Depletion Methods: Estimating Absolute Abundance from CPUE

One underutilized application of CPUE is the Leslie depletion method, which uses a sequential catch-and-effort series from a closed population to estimate absolute abundance without independent surveys. The method rests on the observation that in a closed population being fished down, CPUE declines linearly as a function of cumulative catch (assuming constant q). Plotting CPUE against cumulative catch and extrapolating the regression line to the x-intercept (where CPUE would reach zero) gives an estimate of the initial population size. Dividing CPUE by the slope of that regression yields the catchability coefficient q.

The Leslie method requires that the population is closed to immigration and emigration during the study period, that q is constant across the depletion experiment, and that natural mortality is negligible relative to fishing mortality. These requirements make it most suitable for short-duration experiments on isolated or enclosed populations, such as lake fisheries, enclosed bays, or reef sections. For open-ocean stocks, the method provides useful short-term estimates but should be cross-validated against other assessment approaches.

FAQs

What does a declining CPUE actually mean for a fishery?

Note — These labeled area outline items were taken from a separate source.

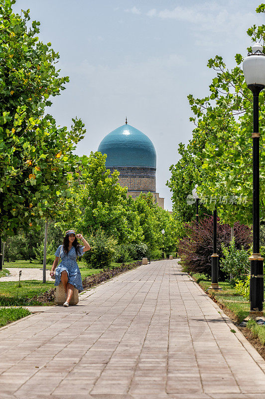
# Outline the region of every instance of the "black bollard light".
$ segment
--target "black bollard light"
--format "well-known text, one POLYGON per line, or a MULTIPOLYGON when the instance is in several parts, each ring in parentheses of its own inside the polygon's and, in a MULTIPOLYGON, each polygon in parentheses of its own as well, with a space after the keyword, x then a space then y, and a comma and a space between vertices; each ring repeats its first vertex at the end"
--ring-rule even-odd
POLYGON ((163 259, 164 259, 164 234, 165 233, 165 230, 164 229, 161 230, 161 232, 162 233, 162 236, 163 237, 163 254, 162 254, 162 257, 163 259))
POLYGON ((200 199, 199 196, 197 194, 196 189, 198 185, 196 184, 192 190, 192 195, 193 196, 194 200, 196 200, 196 223, 198 227, 198 224, 199 223, 199 200, 200 199))
POLYGON ((216 206, 213 211, 213 245, 212 258, 212 285, 211 288, 214 290, 219 289, 218 284, 218 261, 219 255, 217 254, 217 210, 216 206))

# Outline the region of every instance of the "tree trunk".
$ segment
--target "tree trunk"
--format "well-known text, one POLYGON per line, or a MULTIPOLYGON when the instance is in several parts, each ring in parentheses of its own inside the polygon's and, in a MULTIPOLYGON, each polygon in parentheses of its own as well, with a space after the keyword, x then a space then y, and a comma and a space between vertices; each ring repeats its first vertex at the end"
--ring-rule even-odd
POLYGON ((45 222, 45 229, 44 235, 44 247, 43 251, 43 269, 42 272, 42 282, 46 283, 46 259, 47 255, 47 236, 48 231, 48 219, 45 222))
MULTIPOLYGON (((234 238, 234 224, 233 225, 233 226, 231 226, 231 244, 233 242, 233 238, 234 238)), ((232 279, 233 279, 233 274, 232 274, 232 273, 230 273, 230 281, 231 281, 232 279)))
POLYGON ((2 254, 2 237, 0 235, 0 270, 2 270, 3 255, 2 254))
POLYGON ((4 265, 3 262, 4 262, 4 245, 5 245, 5 242, 4 241, 3 241, 3 261, 2 261, 2 264, 3 266, 4 265))

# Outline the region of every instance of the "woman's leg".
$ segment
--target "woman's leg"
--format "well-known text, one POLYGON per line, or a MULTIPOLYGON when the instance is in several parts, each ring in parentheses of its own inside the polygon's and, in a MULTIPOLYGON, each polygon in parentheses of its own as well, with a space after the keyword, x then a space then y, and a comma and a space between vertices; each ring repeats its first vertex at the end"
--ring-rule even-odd
POLYGON ((68 283, 68 275, 66 270, 63 270, 61 273, 61 281, 62 282, 65 293, 67 292, 67 284, 68 283))
POLYGON ((73 296, 74 288, 74 286, 72 284, 70 283, 67 283, 67 293, 66 294, 67 295, 67 298, 66 298, 66 301, 68 302, 68 303, 70 302, 71 298, 73 296))

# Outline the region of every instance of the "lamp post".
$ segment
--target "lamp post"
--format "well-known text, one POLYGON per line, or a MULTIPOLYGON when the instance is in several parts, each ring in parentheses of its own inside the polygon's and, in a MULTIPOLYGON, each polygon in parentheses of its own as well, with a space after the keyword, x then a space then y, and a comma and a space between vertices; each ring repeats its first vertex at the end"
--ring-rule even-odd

A sustained multi-year decline in CPUE is one of the primary early-warning indicators that a fish stock is being harvested faster than it can reproduce. A single year of low CPUE can also reflect environmental factors like unusual water temperatures, prey availability shifts, or seasonal changes in fish distribution. Managers typically require at least 3 to 5 years of declining trend before attributing CPUE changes to stock depletion, and cross-reference catch rates with independent scientific surveys whenever available.

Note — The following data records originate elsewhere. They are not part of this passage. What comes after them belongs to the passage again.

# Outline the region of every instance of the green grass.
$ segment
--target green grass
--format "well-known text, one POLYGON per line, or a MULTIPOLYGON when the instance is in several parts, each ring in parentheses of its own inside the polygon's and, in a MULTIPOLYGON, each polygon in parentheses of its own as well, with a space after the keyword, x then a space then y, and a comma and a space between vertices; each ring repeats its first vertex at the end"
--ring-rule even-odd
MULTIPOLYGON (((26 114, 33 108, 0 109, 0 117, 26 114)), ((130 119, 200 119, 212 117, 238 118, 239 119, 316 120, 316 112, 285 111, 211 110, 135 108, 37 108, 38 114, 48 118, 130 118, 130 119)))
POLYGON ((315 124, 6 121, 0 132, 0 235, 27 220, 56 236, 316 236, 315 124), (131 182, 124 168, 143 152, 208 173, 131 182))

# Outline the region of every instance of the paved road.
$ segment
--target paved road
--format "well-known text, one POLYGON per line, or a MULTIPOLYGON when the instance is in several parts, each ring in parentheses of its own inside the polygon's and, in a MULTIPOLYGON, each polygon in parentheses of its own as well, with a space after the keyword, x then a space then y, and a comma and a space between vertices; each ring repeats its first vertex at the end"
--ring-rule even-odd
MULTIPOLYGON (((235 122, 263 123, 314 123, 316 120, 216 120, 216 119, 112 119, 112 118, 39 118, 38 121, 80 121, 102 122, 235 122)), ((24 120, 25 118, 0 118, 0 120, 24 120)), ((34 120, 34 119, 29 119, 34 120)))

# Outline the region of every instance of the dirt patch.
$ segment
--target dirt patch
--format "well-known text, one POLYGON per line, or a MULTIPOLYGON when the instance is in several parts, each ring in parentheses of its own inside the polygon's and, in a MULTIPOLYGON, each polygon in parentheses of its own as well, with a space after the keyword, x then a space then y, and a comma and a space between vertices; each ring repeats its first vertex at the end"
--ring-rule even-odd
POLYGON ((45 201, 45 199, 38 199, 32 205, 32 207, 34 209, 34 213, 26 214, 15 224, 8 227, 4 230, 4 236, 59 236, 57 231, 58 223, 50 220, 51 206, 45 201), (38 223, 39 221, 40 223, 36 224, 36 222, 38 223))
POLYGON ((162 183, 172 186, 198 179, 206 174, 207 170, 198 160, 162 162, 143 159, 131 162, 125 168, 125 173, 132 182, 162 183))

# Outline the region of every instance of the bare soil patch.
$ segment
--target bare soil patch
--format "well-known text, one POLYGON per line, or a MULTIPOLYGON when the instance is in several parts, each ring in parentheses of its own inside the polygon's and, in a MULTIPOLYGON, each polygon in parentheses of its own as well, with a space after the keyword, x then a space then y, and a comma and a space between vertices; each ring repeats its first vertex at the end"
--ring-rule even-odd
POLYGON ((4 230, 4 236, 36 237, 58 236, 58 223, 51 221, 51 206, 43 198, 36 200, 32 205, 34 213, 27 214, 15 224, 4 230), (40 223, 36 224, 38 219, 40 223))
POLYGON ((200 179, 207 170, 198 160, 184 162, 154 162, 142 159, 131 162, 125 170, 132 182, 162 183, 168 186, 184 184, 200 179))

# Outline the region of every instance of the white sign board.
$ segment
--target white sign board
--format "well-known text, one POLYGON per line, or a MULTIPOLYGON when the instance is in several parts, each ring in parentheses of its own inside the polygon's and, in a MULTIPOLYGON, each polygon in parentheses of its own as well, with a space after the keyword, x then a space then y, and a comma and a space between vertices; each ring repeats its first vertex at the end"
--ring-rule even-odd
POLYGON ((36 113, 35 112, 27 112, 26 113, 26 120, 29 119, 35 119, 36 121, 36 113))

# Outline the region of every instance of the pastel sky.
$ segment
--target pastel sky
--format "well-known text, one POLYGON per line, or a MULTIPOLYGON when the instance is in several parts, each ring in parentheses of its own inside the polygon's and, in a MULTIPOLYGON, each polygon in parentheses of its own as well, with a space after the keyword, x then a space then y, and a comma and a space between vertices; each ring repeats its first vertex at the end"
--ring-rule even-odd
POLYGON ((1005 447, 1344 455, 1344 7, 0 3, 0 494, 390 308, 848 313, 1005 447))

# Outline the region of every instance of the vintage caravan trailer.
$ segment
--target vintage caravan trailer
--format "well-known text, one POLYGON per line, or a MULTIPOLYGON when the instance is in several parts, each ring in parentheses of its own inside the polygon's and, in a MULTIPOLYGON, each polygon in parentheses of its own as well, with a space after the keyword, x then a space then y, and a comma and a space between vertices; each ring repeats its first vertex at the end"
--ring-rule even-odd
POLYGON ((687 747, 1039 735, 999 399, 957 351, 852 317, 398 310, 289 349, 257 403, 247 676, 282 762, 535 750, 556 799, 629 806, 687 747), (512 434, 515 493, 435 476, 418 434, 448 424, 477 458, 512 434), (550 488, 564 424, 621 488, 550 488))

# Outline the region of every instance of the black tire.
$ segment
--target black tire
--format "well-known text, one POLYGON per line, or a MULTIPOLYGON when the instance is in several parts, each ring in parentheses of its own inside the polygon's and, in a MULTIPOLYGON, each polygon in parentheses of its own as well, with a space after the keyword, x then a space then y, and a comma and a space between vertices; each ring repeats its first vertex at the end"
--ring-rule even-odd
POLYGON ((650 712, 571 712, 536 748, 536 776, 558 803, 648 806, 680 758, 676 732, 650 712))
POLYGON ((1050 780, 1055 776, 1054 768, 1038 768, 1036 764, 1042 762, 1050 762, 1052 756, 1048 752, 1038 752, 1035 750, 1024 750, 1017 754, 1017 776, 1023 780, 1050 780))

Why do some fisheries maintain high CPUE even when stocks are clearly declining?

This is hyperstability, and it is most common in schooling species like tuna, sardines, and anchovy. When fish aggregate tightly around predictable features such as floating debris, thermal fronts, or upwelling zones, skilled captains can maintain high catch rates even as the broader population shrinks. The danger is that high CPUE signals apparent stock health until the aggregations collapse, at which point the underlying stock may already be severely depleted. Catch history from the North Atlantic cod fishery in the late 1980s is often cited as a cautionary example of hyperstability masking catastrophic decline.

How is CPUE standardized for stock assessment?

Raw CPUE is analyzed using generalized linear models (GLMs) or generalized additive models (GAMs) that partition variation into components attributable to year (reflecting abundance changes), season, fishing area, vessel characteristics, gear configuration, and captain experience. The year effect isolated by the model is used as the standardized abundance index. This process removes bias from changes in fleet behavior and technology that would otherwise distort the trend. The choice of model structure, including which factors to include and how to handle interactions, can substantially affect the resulting index and downstream stock assessment conclusions.

Can CPUE be converted into an estimate of actual fish population size?

Alone, CPUE is only a relative index. Conversion to absolute abundance requires an estimate of the catchability coefficient q. Methods for estimating q include depletion experiments (Leslie method), mark-recapture studies, hydroacoustic surveys, and calibration against fishery-independent trawl surveys. Once q is known, the relationship N = CPUE / q provides an abundance estimate, though q estimates carry substantial uncertainty and are a major source of error in stock assessments. For this reason, CPUE is most reliably used to track relative trends over time rather than to generate absolute population estimates.